Even so, building the new house proceeded apace of Dad’s other projects, which is to say, fast. And once vision starts to become a reality, the course is set, like boarding a train to a much-anticipated destination.

The house will be done by Christmas of this year. And sometime in spring, 3 years after that initial phone call, we’ll be leaving our home in Montreal to move, quite literally, to my parent’s home.


Yep, I have the coolest and handsomest 70 year old dad

70 years of age this summer, my mom and dad are in excellent health and still working in their vocations as a homemaker and a house builder, respectively. I am anticipating the many years we’ll have together, God willing before any intensive care and management needs begin. Nothing is guaranteed, and sharing day-to-day life with them after so many years apart is nothing short of a gift. I can’t know what the future will bring for our children and where they will make their homes. They know they are always welcome out east!

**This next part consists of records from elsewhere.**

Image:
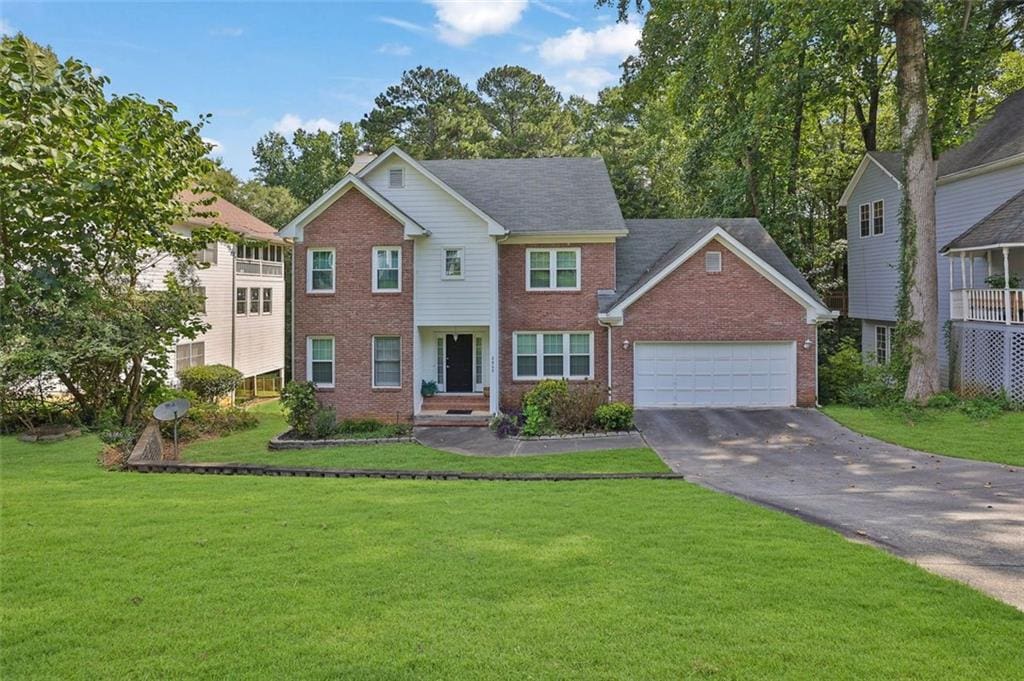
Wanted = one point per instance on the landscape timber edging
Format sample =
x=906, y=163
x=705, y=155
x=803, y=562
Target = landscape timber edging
x=289, y=471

Transitions are often periods of loss and gain, which is especially true in this move. As my husband and I leave our Montreal home we will lose sharing daily life with our children and live many miles away. Usually, it’s the kids that leave. Enacting the inverse is a nuanced grief. Conversely, we will gain the opportunity to live in a beautiful home and share daily life with my parents, an incredible gift.

As we countdown the months of our move, we find ourselves navigating the bittersweet terrain of leaving the generation we raised to return to the generation that raised us. A unique transition where leaving home is returning home.